Oftentimes scams mutate and spread, and sometimes you can see it in relative real time.
In this case, the classic Discord/Steam scam wandered its way onto Twitter/X - from what I can tell, this started getting reported in 2025 by people on r/scams. The outcome is the same - frightened person worries about getting banned, falls for scam, loses account - but in a new place.
Now, as a person who’s dealt with various forms of fraud over the years and deals with security incidents nowadays:
If there’s an alert, either from our internal systems or a user report, we do some investigating first. I have access to a wide variety of tools that I can use to look at someone’s account, including what they do and so on. In other words, I do not need an end user to do anything to help my investigation.
We tend to take action first, ask questions later. If a user accidentally entered their password into a phishing site, the first order of business is to get that sucker changed.

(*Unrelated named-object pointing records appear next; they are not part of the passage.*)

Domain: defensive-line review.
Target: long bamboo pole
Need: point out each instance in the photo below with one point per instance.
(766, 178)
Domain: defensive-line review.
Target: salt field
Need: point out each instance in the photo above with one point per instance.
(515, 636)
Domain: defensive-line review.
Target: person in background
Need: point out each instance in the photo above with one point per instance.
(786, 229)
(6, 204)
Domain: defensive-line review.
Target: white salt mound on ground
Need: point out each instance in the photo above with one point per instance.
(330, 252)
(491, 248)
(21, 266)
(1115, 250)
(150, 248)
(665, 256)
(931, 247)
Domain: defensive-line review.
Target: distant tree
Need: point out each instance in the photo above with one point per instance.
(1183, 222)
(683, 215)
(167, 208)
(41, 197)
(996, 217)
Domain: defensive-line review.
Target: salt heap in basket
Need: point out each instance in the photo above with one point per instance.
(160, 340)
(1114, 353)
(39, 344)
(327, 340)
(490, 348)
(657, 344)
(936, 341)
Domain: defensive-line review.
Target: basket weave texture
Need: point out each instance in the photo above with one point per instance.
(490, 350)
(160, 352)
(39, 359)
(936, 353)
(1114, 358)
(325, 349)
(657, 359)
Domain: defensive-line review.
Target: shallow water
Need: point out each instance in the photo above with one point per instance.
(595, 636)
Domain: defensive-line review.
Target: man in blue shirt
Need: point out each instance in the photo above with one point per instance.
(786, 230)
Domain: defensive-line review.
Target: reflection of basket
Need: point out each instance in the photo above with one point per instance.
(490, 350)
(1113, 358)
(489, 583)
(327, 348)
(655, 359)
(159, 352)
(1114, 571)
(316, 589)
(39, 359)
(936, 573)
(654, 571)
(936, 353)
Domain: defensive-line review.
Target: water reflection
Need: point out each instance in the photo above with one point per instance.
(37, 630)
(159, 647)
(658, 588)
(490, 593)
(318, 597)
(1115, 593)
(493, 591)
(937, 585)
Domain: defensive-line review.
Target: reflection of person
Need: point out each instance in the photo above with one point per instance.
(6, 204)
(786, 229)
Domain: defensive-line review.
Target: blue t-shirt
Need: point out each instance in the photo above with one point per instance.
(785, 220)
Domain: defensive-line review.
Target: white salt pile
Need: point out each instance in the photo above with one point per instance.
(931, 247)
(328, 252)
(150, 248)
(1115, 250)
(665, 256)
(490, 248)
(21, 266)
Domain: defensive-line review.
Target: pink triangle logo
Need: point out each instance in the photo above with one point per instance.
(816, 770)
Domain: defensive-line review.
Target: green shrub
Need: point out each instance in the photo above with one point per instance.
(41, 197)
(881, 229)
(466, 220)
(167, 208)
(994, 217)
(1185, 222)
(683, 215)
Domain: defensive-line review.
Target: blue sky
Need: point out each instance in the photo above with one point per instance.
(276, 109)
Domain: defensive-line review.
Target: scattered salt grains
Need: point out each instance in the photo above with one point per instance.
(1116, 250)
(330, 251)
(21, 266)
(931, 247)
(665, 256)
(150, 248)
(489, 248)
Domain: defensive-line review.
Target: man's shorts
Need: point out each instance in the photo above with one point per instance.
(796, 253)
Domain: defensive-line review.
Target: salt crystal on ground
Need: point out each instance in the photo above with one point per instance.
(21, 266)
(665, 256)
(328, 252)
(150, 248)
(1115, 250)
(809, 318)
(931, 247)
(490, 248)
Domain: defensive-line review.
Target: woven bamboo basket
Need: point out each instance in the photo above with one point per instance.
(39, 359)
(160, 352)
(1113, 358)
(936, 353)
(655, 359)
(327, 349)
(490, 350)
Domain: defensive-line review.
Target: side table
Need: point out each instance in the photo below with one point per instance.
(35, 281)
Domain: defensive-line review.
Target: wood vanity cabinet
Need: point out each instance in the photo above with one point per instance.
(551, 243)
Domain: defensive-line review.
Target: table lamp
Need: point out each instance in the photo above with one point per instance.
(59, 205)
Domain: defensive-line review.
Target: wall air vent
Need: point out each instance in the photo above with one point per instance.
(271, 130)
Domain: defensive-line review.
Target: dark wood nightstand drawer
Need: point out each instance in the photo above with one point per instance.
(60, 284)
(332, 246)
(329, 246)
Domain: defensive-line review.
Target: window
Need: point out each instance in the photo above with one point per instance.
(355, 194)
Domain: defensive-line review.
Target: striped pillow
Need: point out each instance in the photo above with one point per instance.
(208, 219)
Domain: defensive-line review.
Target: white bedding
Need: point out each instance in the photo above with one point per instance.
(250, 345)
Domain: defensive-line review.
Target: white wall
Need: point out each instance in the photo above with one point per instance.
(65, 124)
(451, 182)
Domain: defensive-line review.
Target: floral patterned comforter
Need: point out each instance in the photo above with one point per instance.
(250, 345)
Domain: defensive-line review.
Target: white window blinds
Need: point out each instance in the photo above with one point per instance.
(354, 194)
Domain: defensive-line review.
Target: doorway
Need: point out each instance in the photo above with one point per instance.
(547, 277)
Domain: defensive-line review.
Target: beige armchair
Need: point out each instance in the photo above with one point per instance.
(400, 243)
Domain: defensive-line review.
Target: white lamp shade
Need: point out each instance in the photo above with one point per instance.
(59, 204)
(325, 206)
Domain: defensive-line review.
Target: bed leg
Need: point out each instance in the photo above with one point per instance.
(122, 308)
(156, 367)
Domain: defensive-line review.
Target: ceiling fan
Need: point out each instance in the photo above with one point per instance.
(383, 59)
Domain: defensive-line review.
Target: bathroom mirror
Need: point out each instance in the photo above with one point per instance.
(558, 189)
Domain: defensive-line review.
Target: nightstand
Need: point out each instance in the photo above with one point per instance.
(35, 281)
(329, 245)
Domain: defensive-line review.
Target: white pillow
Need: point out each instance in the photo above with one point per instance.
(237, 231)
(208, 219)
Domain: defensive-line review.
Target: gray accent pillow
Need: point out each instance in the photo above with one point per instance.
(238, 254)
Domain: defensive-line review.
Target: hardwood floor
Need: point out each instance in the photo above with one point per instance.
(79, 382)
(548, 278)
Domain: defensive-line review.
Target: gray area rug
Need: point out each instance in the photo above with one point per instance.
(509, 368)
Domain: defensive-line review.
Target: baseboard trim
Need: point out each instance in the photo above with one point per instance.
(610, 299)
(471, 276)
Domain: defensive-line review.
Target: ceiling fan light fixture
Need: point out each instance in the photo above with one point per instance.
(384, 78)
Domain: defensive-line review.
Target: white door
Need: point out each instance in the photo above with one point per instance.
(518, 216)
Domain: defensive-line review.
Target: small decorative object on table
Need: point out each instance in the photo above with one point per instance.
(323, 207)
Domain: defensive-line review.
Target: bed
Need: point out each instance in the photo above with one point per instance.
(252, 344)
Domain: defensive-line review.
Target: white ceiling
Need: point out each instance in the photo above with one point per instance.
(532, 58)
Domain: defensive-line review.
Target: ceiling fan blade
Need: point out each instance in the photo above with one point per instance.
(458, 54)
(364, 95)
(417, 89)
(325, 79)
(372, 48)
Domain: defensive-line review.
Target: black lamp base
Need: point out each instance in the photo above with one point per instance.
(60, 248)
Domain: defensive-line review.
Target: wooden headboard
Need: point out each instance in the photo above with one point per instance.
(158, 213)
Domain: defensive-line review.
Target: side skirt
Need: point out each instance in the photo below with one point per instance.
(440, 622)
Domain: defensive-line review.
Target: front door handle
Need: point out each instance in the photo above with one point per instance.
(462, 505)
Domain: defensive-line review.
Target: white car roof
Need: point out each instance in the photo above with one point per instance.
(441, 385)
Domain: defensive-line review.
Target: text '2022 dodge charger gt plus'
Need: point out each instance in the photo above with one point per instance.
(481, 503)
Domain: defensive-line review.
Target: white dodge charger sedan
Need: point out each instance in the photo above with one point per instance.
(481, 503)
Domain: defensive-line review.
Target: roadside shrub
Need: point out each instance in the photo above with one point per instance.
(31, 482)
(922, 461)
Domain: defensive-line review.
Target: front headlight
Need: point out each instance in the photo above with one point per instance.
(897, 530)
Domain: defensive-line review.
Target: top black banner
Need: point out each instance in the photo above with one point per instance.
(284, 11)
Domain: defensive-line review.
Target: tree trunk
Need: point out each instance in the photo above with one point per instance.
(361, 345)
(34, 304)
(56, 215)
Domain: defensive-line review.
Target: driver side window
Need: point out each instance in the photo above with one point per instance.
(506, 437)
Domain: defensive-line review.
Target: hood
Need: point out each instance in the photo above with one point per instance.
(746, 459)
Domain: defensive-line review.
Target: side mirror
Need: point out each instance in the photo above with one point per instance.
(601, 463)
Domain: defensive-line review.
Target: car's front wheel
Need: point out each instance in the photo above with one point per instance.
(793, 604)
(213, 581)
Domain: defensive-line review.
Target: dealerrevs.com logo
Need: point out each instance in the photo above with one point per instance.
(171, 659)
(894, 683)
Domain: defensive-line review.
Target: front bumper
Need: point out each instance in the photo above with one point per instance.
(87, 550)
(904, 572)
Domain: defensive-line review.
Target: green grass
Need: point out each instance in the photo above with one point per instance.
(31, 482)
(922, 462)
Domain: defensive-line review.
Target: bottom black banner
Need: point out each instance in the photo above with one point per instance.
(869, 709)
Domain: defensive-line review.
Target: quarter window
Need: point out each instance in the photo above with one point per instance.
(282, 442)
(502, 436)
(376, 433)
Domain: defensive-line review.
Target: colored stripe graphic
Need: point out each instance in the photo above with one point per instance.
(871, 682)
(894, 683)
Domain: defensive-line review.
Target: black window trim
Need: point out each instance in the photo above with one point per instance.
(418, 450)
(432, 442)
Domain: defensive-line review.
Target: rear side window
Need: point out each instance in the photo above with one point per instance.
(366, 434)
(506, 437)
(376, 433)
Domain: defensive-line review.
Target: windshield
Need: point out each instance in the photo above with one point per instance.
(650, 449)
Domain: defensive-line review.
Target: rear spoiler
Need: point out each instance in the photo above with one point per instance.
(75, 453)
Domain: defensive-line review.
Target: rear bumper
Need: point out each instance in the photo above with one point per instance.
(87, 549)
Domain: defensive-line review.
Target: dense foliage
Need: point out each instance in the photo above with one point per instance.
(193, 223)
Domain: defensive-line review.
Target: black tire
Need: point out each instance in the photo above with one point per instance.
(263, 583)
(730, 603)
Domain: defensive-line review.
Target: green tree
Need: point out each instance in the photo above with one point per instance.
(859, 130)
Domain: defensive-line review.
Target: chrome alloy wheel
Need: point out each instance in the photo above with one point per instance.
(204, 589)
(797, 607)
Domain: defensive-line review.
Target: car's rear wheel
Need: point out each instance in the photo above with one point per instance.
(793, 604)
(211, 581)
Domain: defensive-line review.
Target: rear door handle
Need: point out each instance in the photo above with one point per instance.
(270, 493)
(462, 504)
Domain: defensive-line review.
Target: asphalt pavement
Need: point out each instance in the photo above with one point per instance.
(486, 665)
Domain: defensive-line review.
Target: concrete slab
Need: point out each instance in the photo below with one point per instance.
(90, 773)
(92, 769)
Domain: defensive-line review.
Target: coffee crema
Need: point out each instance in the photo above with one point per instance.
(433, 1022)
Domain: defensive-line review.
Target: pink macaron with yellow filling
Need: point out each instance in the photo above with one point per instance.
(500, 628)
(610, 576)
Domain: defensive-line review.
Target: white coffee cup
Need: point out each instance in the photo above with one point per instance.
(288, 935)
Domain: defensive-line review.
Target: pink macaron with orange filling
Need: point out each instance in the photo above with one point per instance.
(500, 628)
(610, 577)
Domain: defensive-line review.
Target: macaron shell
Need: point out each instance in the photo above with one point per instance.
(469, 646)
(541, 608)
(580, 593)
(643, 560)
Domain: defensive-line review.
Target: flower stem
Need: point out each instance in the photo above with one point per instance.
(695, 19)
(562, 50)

If they went somewhere malicious, I’m isolating the machine and capturing forensic data. I am not going to wait for the end user to give me a reason for the action, I am going to remove the threat first (in the case of Discord/Steam/Twitter, they’re likely to banhammer first, ask later). Then the end user gets asked what in the heck they thought they were doing.
Everything has to be documented. That means emails, forms, tickets, just to cover our rear ends. Our concern is making sure things are discoverable should this turn into something that needs legal action.
Need-to-know is a thing! When security incidents are reported to us, we send a “thank you for reporting” but not anything else, because telling people stuff that they aren’t authorized to know (such as whether some other user has been in trouble before).